Carmaker revs up forecasts after powerful first quarter
The German firm's net profit doubled between January and March compared with the first quarter last year.
At 2.7 billion euros ($2.95 billion), the German firm's net profit doubled between January and March compared with the first quarter last year, on revenues up 11 percent at 38.8 billion euros.
Analysts had forecast significantly lower net profit of 2.4 billion euros.
"We started 2017 very well and managed to follow up on a record year in 2016," finance chief Bodo Uebber told journalists in a teleconference.
Operating or underlying profit before interest and taxes was up 87 percent compared with the start of 2016, at just over 4.0 billion euros -- a figure Daimler revealed earlier this month in preliminary results.

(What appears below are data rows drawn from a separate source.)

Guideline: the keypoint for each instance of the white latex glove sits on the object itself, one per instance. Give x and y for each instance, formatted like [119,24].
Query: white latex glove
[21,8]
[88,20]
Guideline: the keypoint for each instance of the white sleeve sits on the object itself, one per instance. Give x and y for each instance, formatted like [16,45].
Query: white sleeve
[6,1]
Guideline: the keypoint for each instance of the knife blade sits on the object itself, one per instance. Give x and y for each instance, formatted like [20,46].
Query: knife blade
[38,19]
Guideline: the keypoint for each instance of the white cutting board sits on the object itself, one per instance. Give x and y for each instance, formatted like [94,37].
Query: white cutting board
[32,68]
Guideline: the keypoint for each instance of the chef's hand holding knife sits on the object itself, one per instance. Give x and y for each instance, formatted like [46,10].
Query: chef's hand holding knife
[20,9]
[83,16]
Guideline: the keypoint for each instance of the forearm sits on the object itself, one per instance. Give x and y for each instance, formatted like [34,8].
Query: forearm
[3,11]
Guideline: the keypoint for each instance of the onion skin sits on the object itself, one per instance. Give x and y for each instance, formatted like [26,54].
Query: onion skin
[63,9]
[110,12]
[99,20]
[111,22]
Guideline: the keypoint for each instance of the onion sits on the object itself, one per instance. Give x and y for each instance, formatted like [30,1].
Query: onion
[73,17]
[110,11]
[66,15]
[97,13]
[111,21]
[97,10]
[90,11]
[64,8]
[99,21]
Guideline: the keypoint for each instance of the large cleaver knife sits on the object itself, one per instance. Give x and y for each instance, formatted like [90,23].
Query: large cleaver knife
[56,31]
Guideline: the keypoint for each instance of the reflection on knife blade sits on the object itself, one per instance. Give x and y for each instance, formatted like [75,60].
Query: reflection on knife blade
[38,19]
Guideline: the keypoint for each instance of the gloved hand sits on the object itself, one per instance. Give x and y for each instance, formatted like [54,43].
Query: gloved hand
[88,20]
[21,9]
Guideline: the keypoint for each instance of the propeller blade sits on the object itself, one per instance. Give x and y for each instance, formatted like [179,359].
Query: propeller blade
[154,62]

The carmaker had a number of windfall gains that had a positive impact on its profits, including a 183-million-euro payout from its investment in high-tech mapping firm Here after new investors climbed aboard alongside rivals BMW and Audi.

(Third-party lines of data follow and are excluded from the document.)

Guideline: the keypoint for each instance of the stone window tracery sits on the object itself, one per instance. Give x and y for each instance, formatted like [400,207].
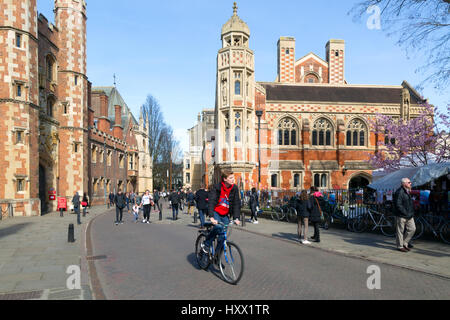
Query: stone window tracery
[321,134]
[356,133]
[287,132]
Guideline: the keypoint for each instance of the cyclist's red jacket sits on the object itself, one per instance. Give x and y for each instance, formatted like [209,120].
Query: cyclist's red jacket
[224,201]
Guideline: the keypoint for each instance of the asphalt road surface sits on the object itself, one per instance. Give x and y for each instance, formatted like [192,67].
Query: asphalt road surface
[157,262]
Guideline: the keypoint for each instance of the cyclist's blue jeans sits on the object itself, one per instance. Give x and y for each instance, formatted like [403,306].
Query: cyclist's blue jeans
[201,214]
[217,230]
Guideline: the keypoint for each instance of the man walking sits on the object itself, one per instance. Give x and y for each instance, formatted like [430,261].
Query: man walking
[404,210]
[201,199]
[76,205]
[120,202]
[175,199]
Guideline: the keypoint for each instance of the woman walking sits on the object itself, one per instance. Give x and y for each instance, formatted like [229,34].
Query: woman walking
[146,203]
[302,217]
[315,212]
[85,203]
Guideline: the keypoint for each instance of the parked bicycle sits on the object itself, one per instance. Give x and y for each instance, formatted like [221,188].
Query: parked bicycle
[378,219]
[438,225]
[228,257]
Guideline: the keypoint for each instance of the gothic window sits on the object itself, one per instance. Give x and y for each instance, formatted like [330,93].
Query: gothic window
[321,134]
[237,127]
[50,67]
[287,132]
[50,106]
[356,133]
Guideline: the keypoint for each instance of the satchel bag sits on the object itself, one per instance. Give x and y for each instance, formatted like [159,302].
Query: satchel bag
[322,218]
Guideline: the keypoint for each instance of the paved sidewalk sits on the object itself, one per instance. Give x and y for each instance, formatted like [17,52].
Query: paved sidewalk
[432,257]
[35,254]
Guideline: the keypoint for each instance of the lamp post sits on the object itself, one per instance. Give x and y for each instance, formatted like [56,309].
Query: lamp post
[259,113]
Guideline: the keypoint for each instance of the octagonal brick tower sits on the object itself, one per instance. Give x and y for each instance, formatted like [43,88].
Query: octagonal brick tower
[235,116]
[70,19]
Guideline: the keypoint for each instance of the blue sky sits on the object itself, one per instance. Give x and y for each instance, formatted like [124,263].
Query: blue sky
[169,48]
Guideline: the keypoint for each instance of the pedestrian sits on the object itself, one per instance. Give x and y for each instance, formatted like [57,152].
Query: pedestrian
[254,206]
[224,202]
[404,211]
[175,199]
[127,201]
[190,198]
[120,202]
[85,203]
[156,199]
[315,212]
[136,212]
[76,205]
[146,203]
[111,198]
[302,217]
[201,200]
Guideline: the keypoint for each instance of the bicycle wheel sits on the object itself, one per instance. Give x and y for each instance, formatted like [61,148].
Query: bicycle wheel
[419,229]
[231,263]
[202,258]
[444,232]
[360,223]
[292,215]
[276,213]
[389,226]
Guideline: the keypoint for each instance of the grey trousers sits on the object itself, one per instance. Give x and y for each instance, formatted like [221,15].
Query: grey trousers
[405,231]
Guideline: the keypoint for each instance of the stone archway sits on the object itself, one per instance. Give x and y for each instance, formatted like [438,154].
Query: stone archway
[358,182]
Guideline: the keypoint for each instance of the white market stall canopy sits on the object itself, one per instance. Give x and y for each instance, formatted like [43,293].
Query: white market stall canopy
[418,176]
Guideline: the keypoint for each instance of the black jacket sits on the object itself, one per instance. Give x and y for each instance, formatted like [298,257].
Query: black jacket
[201,197]
[313,208]
[175,198]
[253,202]
[403,204]
[120,200]
[235,201]
[302,208]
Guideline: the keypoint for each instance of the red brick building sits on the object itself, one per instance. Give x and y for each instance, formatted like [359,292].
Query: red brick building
[45,132]
[314,126]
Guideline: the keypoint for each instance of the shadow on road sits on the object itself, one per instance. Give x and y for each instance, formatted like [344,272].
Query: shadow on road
[4,232]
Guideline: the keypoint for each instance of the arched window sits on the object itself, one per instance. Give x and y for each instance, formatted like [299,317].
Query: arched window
[50,64]
[356,133]
[322,133]
[50,106]
[287,132]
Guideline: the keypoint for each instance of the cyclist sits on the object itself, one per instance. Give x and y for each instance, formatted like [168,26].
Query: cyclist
[223,201]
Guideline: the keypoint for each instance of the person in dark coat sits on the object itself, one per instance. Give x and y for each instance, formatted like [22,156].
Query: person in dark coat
[76,205]
[301,205]
[314,209]
[404,210]
[254,205]
[201,200]
[120,202]
[224,202]
[175,200]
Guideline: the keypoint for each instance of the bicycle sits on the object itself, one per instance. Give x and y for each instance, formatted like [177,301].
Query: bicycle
[228,257]
[385,223]
[427,221]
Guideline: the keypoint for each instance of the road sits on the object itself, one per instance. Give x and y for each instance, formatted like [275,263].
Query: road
[157,262]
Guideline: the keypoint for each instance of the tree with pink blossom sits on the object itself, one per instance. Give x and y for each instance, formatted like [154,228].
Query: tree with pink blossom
[412,143]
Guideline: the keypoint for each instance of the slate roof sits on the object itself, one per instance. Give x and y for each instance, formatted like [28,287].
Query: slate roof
[355,94]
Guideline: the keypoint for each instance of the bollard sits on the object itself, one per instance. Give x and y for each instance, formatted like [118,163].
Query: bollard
[71,237]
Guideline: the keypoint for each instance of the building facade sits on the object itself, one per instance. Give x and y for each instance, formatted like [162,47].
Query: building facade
[313,127]
[45,131]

Other one-off boosts to the bottom line came from favourable exchange rates, the sale of property in Japan, and 240 million euros received after an investment in China's BAICMotor was cancelled.
Looking ahead to the full year 2017, Daimler expects to increase revenue and operating profit "significantly," contrasting with an earlier forecast of only a slight increase.
Daimler's success was powered by a 14-percent rise in sales of its Mercedes-Benz and Smart cars, which account for more than half of its revenue.
The Stuttgart-based firm last year overtook Munich rival BMW to become the world's largest luxury car manufacturer by unit sales.
On road to new record?
Mercedes buyers were snapping up a revamped E-Class and the manufacturer's range of SUVs in the first quarter this year.
By contrast, the group's trucks division continued to struggle with headwinds in significant markets, including Turkey, North America and Brazil, seeing sales fall by 11 percent.
Daimler is "on the path to a new record for the whole year," analyst Frank Schwope of Nord/LB bank commented.
"Given the increase in sales figures for the first three months of 2017, the lift in the forecasts is not especially surprising," he continued.
By 0950 GMT, Daimler shares had lost 0.45 percent in Frankfurt trading to reach 68.39 euros ($74.53), while the DAX index of leading German shares was almost flat.
The historic carmaker has not escaped the suspicions around diesel vehicles' emissions hovering around the industry, as both US authorities and Stuttgart prosecutors are investigating whether its cars emitted higher levels of pollutants than allowed.
Daimler did not rule out facing heavy financial penalties from the probes in its quarterly report.
Competitor Volkswagen has already set aside more than 20 billion euros to cover the costs of the scandal, after admitting in September 2015 to installing software to hide high emissions from regulators in 11 million cars worldwide.